Many of us Caribbean women with a literary bent, remember when “Krik? Krak” was released 20 years ago.
I sat in a packed Wellesly college auditorium in 1995, all of us buzzing because Danticat was there and she was going read from her upcoming release.
We sat, some of us moved to tears by her words, our hearts soaring because she was telling our stories, and so beautifully, so meaningfully.
Her reading and meeting her afterwards with all the other gushing, fawning literary groupies, remains one of my life’s most proud and cherished moments. I still marvel at the brief moment we shared together, where she encouraged me to write and thanked me for reading. So humble, so brilliant!
Soho Press has released a 20th anniversary edition of Edwidge Danticat’s “Krik? Krak!” and it now includes a new story, “In the Old Days.”
Danticat’s writing is lyrical without being verbose, elegant and fluid, and the short stories in Krik? Krak resonated and still move me to tears whenever I read them. Very often it feels like she has crawled inside the Caribbean psyche, especially that of Caribbean women, and sits there scribbling love notes, secrets and sign posts and floating them to us like messages in a bottle.
Arriving one year after the Haitian-American’s first novel (Breath, Eyes, Memory) alerted critics to her compelling voice, these 10 stories, some of which have appeared in small literary journals, confirm Danticat’s reputation as a remarkably gifted writer.
Examining the lives of ordinary Haitians, particularly those struggling to survive under the brutal Duvalier regime, Danticat illuminates the distance between people’s desires and the stifling reality of their lives. A profound mix of Catholicism and voodoo spirituality informs the tales, bestowing a mythic importance on people described in the opening story, “Children of the Sea,” as those “in this world whose names don’t matter to anyone but themselves.” The ceaseless grip of dictatorship often leads men to emotionally abandon their families, like the husband in “A Wall of Fire Rising,” who dreams of escaping in a neighbor’s hot-air balloon. The women exhibit more resilience, largely because of their insistence on finding meaning and solidarity through storytelling; but Danticat portrays these bonds with an honesty that shows that sisterhood, too, has its power plays. In the book’s final piece, “Epilogue: Women Like Us,” she writes: “Are there women who both cook and write? Kitchen poets, they call them. They slip phrases into their stew and wrap meaning around their pork before frying it. They make narrative dumplings and stuff their daughter’s mouths so they say nothing more.”

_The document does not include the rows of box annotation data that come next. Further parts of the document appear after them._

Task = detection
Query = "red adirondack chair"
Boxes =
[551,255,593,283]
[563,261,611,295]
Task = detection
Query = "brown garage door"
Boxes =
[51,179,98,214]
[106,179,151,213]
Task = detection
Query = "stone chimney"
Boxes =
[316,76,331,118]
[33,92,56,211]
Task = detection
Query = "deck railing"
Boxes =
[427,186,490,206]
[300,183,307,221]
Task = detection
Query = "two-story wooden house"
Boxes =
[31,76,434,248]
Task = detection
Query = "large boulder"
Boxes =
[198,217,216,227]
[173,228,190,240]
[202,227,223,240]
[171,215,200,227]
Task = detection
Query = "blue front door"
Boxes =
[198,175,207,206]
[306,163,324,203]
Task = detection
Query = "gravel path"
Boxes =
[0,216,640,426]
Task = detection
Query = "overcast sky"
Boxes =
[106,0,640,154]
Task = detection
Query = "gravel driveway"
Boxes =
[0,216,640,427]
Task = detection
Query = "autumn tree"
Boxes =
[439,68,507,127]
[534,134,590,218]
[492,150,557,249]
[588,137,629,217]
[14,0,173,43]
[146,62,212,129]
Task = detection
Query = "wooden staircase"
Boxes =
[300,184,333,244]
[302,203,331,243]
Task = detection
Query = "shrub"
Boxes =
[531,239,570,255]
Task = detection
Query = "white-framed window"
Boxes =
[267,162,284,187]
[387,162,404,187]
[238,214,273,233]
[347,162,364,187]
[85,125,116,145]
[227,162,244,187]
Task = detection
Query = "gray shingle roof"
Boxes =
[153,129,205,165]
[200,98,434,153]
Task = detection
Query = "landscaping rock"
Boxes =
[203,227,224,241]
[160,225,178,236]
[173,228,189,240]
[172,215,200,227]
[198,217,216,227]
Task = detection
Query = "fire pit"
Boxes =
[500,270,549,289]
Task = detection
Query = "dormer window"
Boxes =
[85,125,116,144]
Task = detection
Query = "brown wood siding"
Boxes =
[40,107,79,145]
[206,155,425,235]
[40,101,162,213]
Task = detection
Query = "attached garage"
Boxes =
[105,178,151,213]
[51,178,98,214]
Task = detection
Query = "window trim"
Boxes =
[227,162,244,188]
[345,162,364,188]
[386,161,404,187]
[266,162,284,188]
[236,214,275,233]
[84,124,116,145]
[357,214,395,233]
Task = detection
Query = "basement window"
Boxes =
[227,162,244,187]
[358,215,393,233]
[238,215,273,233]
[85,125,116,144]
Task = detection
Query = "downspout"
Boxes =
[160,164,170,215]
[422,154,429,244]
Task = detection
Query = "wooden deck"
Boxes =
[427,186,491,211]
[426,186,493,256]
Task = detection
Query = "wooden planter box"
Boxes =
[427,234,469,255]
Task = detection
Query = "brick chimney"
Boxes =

These stories inform and enrich one another, as the female characters reveal a common ancestry and ties to the fictional Ville Rose. In addition to the power of Danticat’s themes, the book is enhanced by an element of suspense—we’re never certain, for example, if a rickety boat packed with refugees introduced in the first tale will reach the Florida coast. Spare, elegant and moving, these stories cohere into a superb collection.